In lockstep with growing demand for remote working and public cloud services, on-premises infrastructure is shifting from asset to liability. But moving to the cloud comes at its own cost: increasing the organization's attack surface.
While numerous, well-publicized breaches of data storage services have raised general cloud security awareness, cybercriminals continue to work diligently to stay one step ahead. Recent research from Sophos found that almost three quarters of organizations hosting data or workloads in the public cloud experienced a security incident in the last year. And an overwhelming number of organizations (96%) remain concerned about their current level of cloud security.
For channel partners, these concerns about public cloud security are exacerbated by the fact that it’s not just their own cloud environments that need to be protected, but also their customers’.
To help partners navigate the ins and outs of managing public cloud security and compliance, we’re launching a three-part article series to share best practices and key considerations for a public cloud security strategy. To kick off, let’s start with the basics: what to know about shared responsibility models.
What does “shared responsibility” entail?

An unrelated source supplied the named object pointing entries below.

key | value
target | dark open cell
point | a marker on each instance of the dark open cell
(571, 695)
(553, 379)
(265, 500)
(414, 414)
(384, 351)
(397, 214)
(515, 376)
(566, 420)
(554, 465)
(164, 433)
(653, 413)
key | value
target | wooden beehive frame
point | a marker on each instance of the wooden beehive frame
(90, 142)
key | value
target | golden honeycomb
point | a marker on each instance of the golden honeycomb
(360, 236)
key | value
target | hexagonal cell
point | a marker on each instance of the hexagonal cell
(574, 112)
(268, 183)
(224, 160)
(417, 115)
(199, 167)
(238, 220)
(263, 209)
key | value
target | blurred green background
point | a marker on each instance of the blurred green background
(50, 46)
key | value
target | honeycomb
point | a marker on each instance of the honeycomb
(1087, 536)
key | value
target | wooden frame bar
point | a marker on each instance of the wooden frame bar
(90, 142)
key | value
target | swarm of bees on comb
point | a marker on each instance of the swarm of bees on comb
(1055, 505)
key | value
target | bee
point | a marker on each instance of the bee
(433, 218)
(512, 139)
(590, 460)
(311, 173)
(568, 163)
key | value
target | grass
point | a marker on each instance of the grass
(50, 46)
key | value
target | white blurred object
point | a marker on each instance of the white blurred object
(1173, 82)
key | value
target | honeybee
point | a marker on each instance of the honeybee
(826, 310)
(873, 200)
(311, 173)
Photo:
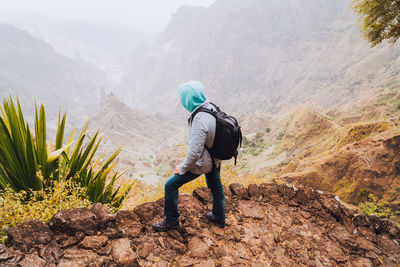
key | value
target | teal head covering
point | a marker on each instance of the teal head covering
(192, 95)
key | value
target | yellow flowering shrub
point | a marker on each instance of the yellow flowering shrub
(19, 207)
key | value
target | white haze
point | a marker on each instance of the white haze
(144, 15)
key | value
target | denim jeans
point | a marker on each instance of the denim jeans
(173, 184)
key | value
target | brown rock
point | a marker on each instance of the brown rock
(29, 234)
(132, 230)
(74, 220)
(103, 214)
(207, 263)
(94, 242)
(197, 247)
(122, 252)
(52, 252)
(227, 192)
(144, 248)
(78, 257)
(251, 209)
(254, 191)
(366, 245)
(147, 211)
(67, 241)
(176, 245)
(32, 260)
(239, 191)
(10, 255)
(388, 226)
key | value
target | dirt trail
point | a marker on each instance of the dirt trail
(269, 225)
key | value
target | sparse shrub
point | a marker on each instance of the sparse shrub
(245, 141)
(28, 164)
(256, 151)
(258, 135)
(17, 207)
(379, 209)
(280, 136)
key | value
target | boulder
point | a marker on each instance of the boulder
(103, 214)
(75, 220)
(251, 209)
(197, 247)
(28, 235)
(254, 191)
(79, 257)
(32, 260)
(147, 211)
(203, 194)
(94, 242)
(122, 252)
(239, 191)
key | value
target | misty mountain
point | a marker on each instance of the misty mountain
(104, 46)
(143, 137)
(261, 55)
(31, 69)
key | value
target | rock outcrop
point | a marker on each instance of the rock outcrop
(267, 225)
(371, 165)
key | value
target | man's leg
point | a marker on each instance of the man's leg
(172, 194)
(213, 180)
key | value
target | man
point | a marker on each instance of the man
(198, 160)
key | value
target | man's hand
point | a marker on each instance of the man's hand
(176, 169)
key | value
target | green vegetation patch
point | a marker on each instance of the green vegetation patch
(18, 207)
(379, 209)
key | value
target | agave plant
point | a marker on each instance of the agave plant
(28, 163)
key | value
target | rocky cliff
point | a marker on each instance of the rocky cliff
(31, 69)
(261, 55)
(268, 225)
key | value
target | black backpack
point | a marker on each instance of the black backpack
(228, 136)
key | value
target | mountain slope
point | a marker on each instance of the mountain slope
(32, 69)
(143, 137)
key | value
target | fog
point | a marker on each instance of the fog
(144, 15)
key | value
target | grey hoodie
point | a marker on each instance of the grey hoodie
(201, 133)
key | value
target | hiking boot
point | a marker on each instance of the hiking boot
(219, 223)
(165, 225)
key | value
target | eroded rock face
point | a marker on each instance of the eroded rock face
(29, 234)
(268, 225)
(75, 220)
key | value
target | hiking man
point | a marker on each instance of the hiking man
(198, 160)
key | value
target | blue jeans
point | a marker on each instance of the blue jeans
(172, 186)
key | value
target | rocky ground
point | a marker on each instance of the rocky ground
(268, 225)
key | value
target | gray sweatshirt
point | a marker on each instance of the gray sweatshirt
(201, 133)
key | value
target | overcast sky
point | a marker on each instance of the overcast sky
(147, 15)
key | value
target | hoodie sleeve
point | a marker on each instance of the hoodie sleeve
(197, 139)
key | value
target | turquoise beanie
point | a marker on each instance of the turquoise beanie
(192, 95)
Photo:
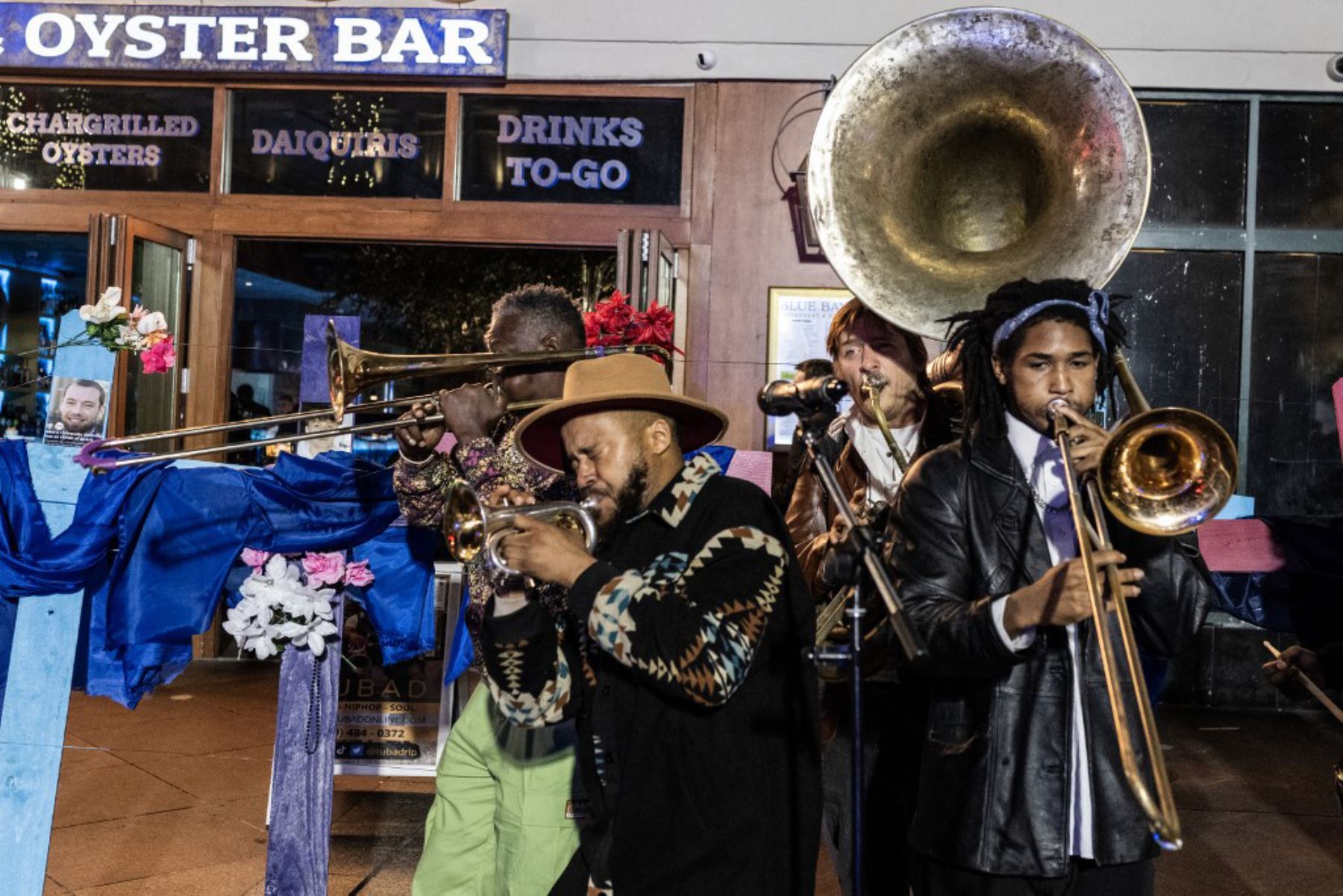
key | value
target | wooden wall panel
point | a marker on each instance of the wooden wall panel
(752, 246)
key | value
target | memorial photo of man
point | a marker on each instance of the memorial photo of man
(78, 410)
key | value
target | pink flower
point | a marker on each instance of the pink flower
(159, 357)
(359, 574)
(324, 568)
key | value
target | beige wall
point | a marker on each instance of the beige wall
(750, 248)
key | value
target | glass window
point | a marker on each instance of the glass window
(1198, 161)
(410, 298)
(1300, 171)
(344, 142)
(82, 137)
(1185, 328)
(42, 277)
(1295, 461)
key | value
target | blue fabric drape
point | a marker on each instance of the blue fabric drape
(179, 532)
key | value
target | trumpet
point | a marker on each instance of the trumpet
(872, 387)
(472, 528)
(1162, 472)
(349, 372)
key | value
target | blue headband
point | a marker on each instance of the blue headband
(1096, 308)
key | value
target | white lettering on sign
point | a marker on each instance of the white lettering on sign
(411, 37)
(238, 38)
(191, 27)
(352, 33)
(121, 154)
(34, 37)
(144, 33)
(569, 131)
(285, 40)
(342, 144)
(469, 37)
(586, 174)
(101, 124)
(398, 40)
(98, 38)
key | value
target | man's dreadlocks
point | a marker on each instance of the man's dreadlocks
(973, 333)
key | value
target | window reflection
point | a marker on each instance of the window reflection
(409, 298)
(1198, 161)
(42, 277)
(1185, 330)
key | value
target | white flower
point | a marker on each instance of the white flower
(107, 310)
(151, 323)
(128, 336)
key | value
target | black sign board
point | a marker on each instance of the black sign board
(84, 137)
(562, 149)
(342, 142)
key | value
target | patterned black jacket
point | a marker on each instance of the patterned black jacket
(683, 661)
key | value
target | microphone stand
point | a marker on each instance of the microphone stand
(865, 545)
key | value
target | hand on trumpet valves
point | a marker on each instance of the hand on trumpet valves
(1060, 597)
(1286, 671)
(1086, 439)
(545, 552)
(418, 442)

There are many reasons why you might decide to move to the public cloud. Whether that’s improved costs for your business, the added agility to spin up and spin down services on demand, or improving time to market for products and services.
But the public cloud can be a double-edged sword. While providers like AWS, Azure and Google provide a great deal of flexibility in terms of how you can build your cloud environment, one of the consequences of that flexibility is that they cannot fully protect the data, virtual machines or virtual networks running in those cloud environments.

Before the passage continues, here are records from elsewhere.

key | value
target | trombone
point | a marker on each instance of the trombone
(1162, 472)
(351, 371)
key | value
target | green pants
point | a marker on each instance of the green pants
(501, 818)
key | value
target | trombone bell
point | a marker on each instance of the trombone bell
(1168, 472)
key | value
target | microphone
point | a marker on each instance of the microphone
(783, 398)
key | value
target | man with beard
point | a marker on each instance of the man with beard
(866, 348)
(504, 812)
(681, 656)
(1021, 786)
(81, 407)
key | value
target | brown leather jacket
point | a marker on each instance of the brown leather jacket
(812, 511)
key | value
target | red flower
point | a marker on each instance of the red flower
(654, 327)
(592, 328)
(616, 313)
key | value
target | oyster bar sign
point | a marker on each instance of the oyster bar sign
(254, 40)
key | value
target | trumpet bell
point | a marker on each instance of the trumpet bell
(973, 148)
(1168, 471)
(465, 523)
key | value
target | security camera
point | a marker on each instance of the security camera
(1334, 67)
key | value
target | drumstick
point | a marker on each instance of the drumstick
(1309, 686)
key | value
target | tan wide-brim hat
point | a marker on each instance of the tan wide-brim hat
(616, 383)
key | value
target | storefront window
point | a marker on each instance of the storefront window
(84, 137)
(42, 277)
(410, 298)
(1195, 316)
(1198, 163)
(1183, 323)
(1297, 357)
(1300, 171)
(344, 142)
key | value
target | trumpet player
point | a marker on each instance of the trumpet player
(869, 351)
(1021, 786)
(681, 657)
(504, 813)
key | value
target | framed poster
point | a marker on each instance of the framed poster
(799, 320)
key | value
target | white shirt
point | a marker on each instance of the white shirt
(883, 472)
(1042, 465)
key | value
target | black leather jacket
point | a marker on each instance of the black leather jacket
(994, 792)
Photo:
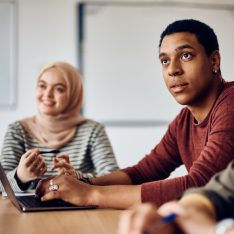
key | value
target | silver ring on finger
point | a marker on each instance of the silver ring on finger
(53, 187)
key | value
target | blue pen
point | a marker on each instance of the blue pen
(169, 218)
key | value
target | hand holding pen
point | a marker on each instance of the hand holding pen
(31, 166)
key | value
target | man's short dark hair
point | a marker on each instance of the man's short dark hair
(204, 33)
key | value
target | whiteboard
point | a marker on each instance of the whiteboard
(7, 54)
(122, 74)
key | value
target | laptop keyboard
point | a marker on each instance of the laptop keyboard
(31, 201)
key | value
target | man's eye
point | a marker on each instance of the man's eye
(60, 90)
(41, 86)
(186, 56)
(164, 61)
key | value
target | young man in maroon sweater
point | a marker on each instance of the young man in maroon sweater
(201, 137)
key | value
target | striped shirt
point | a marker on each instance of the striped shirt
(89, 151)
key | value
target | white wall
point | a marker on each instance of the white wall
(46, 33)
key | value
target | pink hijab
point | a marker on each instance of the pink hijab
(55, 131)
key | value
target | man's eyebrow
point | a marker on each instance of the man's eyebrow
(186, 46)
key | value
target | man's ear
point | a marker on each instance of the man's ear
(215, 61)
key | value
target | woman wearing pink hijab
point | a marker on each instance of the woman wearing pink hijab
(58, 137)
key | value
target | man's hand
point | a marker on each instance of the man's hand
(145, 219)
(69, 189)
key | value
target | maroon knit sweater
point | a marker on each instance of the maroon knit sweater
(204, 149)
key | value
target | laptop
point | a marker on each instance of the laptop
(29, 203)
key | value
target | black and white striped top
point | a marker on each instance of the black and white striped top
(89, 151)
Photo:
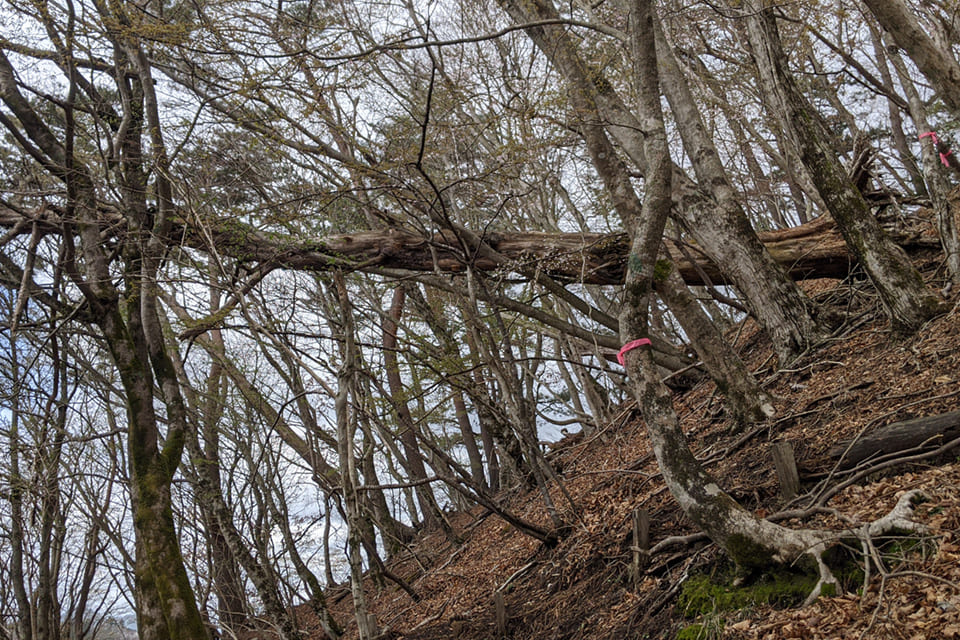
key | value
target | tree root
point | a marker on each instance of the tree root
(898, 519)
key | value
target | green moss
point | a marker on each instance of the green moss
(701, 595)
(747, 554)
(662, 269)
(700, 631)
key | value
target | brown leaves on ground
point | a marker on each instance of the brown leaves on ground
(861, 380)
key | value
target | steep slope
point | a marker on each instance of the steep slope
(861, 379)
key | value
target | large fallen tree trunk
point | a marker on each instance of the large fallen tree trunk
(929, 432)
(813, 250)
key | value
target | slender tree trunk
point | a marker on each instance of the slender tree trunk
(747, 402)
(730, 240)
(900, 286)
(407, 428)
(748, 540)
(938, 186)
(792, 310)
(935, 62)
(346, 430)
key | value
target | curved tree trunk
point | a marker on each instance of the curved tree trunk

What this means is that cloud providers have a duty to secure the cloud, including ensuring physical security of the data center. But whatever you put into the cloud – whether that’s data or virtual machines – is your responsibility.
In short, your cloud provider must take responsibility for security of the cloud itself, but responsibility for security in the cloud is on you.
Fulfilling your responsibility for security in the cloud
Protection from the latest generation of public cloud cyberattacks requires a strong level of visibility and security automation. Channel partners should ensure they are armed with advanced technologies that can disrupt an entire attack chain. Key capabilities should include:
- The ability to secure all your cloud resources. Partners should be able to get a complete inventory of multi-cloud environments (virtual machines, storage, containers, IAM Users, etc.). This will reveal insecure deployments, suspicious access and sudden spikes in cloud spend. Learn more
- Cloud-native workload protection. Protect virtual machines, and the virtual desktops running on those machines, from the latest threats, including ransomware, fileless attacks and server-specific malware. Learn more
- Network edge protection. Secure inbound and outbound traffic to your virtual network and desktop environments, and provide secure remote access to private applications running in the cloud. Learn more
As channel partners consider and evaluate public cloud services, it’s critical to understand the shared responsibility model and which security tasks are handled by the cloud provider and which tasks are handled by you.
Because the security obligations of cloud vendors can only go so far, it’s important for channel partners to fill the gaps, using the right tools to effectively manage and secure risks. A multilayered approach allows partners to ensure visibility, compliance, and security of public cloud environments – both their own, and their customers’.